"Tomato and eggplant prices have fallen by more than 10% this last week, and zucchinis have already been losing value for a month. All prices stand below last year's levels," said the agrarian organization in a statement.
They point out that this situation is not just a consequence of a possible increase in the supply due to a rise in temperatures, and they lament the "lack of any prevention strategies or initiatives."
"On the contrary; the Producer Organizations and their Association have yet to take action (...). We find ourselves in the same situation as always, with no crisis management mechanisms in place to carry out product withdrawals, for example, in case the situation doesn't change and the price drops become even more pronounced," they added. .
Therefore, they ask that the supply to be regulated, so that tomatoes, zucchinis or eggplants do not "have to go through the same ordeal as cucumbers this year."
By products, zucchinis are the worst off in February, as they have been losing value week after week. In the last 15 days alone, their price has fallen by 41%, hovering around the 25 cents, which is 50% below the price reached last year.
Eggplants are also affected by this decline. Their value has fallen by 17% in the last week, and by 63% in the last fifteen days.
At the moment, the price at origin stands at around 30 cents and is 46% lower than at this point last year.

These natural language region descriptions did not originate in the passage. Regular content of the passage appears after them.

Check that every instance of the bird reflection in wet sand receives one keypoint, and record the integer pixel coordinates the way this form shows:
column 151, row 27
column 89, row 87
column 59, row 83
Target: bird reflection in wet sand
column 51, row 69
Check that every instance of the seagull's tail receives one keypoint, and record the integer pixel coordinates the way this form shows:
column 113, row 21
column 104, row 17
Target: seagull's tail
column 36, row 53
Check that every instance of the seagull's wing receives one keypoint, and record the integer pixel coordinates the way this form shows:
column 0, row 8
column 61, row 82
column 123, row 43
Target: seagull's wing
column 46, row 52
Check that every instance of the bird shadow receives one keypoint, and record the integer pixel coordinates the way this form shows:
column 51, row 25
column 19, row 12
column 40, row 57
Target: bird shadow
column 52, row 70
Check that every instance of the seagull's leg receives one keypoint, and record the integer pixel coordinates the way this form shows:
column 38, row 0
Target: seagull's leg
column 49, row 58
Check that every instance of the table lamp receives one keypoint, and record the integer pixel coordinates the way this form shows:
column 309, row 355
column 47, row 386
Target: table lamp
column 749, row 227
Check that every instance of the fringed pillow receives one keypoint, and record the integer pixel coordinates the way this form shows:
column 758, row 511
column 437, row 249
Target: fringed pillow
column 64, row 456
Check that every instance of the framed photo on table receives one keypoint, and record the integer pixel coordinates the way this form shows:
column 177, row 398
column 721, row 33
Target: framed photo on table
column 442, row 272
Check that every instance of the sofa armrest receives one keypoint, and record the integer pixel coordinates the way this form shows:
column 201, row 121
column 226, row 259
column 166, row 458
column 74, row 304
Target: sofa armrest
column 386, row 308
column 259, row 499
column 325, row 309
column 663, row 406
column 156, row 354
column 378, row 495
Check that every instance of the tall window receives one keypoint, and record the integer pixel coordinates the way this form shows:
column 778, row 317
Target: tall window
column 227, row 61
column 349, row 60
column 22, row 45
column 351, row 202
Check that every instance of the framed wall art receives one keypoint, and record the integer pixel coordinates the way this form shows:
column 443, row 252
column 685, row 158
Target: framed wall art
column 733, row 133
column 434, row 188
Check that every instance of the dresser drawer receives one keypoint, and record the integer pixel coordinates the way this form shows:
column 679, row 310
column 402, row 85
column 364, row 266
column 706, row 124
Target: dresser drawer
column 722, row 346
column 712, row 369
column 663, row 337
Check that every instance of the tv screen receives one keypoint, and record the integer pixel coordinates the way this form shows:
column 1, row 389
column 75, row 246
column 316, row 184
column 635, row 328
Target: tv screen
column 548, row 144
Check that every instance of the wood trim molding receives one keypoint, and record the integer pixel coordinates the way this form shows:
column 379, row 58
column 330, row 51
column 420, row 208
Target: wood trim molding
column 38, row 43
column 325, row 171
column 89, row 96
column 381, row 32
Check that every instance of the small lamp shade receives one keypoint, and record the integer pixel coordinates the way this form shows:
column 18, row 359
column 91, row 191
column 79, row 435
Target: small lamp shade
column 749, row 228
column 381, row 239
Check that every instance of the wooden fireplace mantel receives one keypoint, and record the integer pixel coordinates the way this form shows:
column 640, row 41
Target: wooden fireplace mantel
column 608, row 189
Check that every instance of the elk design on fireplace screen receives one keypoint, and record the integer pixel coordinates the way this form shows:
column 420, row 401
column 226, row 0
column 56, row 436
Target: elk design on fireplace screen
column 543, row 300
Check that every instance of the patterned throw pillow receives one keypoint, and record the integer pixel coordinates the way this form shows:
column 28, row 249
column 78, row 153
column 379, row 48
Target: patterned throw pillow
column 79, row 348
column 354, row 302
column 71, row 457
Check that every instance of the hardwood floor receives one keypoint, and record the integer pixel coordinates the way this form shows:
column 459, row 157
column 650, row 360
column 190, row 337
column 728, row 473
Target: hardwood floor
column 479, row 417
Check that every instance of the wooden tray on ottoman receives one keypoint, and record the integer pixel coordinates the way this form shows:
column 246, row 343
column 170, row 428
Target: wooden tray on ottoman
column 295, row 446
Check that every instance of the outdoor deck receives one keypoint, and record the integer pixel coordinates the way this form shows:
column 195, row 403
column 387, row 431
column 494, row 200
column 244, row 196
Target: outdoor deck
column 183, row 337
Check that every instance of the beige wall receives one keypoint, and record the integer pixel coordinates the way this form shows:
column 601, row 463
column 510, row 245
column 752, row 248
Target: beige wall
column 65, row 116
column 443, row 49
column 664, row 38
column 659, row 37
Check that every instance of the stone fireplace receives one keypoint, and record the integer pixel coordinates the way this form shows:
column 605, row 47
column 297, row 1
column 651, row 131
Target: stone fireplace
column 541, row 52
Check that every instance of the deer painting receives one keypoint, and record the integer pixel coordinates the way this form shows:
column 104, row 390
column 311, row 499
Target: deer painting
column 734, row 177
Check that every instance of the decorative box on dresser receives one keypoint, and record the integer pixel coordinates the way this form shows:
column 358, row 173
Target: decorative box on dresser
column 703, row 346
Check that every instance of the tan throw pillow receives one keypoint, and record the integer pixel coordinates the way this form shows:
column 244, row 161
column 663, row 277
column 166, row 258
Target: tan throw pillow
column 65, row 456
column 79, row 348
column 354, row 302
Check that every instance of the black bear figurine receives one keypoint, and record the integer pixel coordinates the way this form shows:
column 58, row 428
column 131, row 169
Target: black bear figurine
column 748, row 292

Asaja pointed out that in February and March, this product has reached the worst prices in recent years.
In the case of tomatoes, their price has dropped by 27% in the last fifteen days, falling below 35 cents, i.e., "well below the production costs, even though the tomato acreage in the province has been reduced this campaign."
According to Asaja, the situation is also "worrying" for producers of open ground vegetables, such as zucchini, cauliflower or lettuce. The latter are selling for "just 30 cents per piece (already handled), so the producers can't even cover their costs."